Pour pallier à ce manque de temps, une nouvelle avenue de plus en plus utilisée est de collaborer avec d’autres médias. « Cela rend les choses plus faciles, affirme Mike De Souza, et je pense que cela maintient la motivation, quand tu collabores avec des partenaires, parce que tu sens aussi l’obligation ; tu ne veux pas les laisser tomber […]. Alors c’est motivant d’avoir cet environnement. »

Au National Observer, il a récemment participé au plus grand projet de collaboration journalistique de l’histoire canadienne, The Price of Oil, avec le Toronto Star, Global News et quatre écoles de journalisme totalisant une équipe de plus de 30 étudiants et 50 journalistes.

Créer sa propre publication

Il y a une dizaine d’années, David Beers s’est trouvé à un point dans sa carrière où il se demandait « comment montrer que les médias que nous avons au Canada ne produisent pas tout le journalisme d’investigation et de solutions dont nous avons besoin ?».

La réponse qu’il a trouvée : créer le Tyee.

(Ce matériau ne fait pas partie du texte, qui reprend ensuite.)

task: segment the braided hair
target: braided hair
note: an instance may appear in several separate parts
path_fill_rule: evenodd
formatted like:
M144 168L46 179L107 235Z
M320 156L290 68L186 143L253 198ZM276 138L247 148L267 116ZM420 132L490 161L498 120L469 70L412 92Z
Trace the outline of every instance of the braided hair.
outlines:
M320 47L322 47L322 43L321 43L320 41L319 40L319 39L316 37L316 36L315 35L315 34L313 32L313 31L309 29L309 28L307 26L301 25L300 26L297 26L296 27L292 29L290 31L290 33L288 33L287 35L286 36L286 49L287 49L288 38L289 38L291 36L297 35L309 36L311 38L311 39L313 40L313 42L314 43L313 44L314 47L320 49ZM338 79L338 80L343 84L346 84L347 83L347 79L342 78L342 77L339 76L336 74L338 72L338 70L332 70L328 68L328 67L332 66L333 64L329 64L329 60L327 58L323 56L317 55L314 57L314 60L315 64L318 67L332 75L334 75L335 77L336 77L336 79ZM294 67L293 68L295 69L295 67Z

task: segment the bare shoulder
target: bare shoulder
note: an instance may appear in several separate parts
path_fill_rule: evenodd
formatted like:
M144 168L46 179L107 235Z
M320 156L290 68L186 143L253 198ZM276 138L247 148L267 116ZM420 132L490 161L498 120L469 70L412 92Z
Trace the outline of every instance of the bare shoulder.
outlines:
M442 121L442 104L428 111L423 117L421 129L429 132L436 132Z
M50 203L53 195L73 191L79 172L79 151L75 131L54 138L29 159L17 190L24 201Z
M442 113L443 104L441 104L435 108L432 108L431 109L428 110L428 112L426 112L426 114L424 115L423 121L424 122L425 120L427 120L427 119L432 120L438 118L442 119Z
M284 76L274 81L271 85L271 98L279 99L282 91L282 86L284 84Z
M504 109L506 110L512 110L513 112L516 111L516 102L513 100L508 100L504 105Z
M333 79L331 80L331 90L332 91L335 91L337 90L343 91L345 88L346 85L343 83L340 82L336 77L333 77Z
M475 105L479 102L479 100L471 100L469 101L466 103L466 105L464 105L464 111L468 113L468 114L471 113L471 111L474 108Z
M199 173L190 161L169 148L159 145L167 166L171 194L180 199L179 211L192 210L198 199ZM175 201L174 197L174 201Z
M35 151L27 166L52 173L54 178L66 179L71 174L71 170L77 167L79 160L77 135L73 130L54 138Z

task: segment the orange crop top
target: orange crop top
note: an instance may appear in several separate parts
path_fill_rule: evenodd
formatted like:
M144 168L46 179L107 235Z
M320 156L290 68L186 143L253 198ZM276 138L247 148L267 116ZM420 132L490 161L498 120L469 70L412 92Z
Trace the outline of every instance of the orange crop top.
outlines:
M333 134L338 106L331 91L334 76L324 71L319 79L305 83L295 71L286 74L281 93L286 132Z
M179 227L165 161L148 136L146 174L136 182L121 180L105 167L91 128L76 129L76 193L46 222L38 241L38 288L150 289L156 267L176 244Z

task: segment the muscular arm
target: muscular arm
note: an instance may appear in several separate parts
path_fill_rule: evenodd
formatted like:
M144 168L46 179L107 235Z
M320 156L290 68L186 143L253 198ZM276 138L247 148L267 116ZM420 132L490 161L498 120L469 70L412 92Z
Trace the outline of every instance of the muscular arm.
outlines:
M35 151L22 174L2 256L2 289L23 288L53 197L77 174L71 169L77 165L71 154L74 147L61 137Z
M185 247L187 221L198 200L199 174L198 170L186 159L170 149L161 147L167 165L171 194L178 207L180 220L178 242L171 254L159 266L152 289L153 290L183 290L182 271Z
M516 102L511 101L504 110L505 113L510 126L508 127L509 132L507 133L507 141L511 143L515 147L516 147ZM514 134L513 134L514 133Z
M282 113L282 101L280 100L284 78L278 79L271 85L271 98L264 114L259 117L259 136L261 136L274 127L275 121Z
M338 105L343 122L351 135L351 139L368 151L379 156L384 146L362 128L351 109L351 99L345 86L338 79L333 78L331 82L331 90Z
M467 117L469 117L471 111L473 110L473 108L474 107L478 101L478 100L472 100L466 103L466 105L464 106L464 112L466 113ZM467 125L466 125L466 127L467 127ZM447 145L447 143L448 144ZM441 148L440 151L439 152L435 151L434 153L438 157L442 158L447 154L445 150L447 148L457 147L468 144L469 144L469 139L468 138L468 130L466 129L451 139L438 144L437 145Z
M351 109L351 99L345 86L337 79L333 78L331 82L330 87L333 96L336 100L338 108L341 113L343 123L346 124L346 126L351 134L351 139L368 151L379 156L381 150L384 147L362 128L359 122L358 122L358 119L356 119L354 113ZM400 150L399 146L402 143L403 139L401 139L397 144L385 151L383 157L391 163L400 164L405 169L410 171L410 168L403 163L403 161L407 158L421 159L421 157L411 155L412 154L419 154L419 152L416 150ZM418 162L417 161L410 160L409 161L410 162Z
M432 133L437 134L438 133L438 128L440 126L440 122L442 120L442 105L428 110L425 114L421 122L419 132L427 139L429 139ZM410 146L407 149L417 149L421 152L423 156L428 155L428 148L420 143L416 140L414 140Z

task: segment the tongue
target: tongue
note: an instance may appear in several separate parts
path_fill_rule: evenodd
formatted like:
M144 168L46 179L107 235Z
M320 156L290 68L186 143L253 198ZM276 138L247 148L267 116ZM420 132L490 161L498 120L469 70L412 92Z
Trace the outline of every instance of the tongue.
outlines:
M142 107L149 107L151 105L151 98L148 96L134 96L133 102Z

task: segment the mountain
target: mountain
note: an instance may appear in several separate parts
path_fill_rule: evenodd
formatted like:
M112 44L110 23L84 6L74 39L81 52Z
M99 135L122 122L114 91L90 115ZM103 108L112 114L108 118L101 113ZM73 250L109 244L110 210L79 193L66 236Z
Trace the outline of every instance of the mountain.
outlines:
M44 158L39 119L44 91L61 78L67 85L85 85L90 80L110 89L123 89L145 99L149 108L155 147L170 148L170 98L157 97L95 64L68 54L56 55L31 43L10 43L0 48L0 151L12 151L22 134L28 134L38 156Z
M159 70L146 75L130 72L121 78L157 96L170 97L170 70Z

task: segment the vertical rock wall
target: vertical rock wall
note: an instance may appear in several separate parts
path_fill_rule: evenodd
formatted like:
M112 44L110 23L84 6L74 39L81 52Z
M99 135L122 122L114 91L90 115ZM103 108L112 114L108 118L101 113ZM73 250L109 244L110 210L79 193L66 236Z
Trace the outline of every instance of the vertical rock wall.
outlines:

Le fondateur espérait voir des projets similaires surgir, mais il constate que la tendance ne suit pas comme il l’attendait, jusqu’à présent. Il croit toutefois que plus la crise s’accentuera, plus les gens se rendront compte qu’un projet comme le Tyee est possible

« C’est juste une question d’un peu d’argent et d’établir des priorités », dit-il.

Il exprime, cependant, certaines craintes quant au manque de protection légale pour les petites publications, ce que relèvent également les autres panélistes.

Piste pour le financement

Pour conclure la session, David Beers suggère quelques pistes pour renflouer les caisses, dont la création d’un fond dédié au journalisme d’investigation qui permettrait de prendre avantage de l’infrastructure et des compétences existantes. Une infime portion du budget que CBC reçoit serait suffisante, à son avis, pour que le paysage médiatique soit plus juste. Il propose aussi la création d’un crédit d’impôt pour les lecteurs qui contribuent financièrement à ces médias.

« Il existe des salles de nouvelles qui savent ce qu’elles font, qui sont prêtes à y aller. Elles ont juste besoin de voir leur budget augmenter un peu. […] C’est comme si tu avais une voiture dans ton garage toute équipée et prête à partir, mais que tu n’avais pas de pneus. C’est ridicule! », de dire David Beers.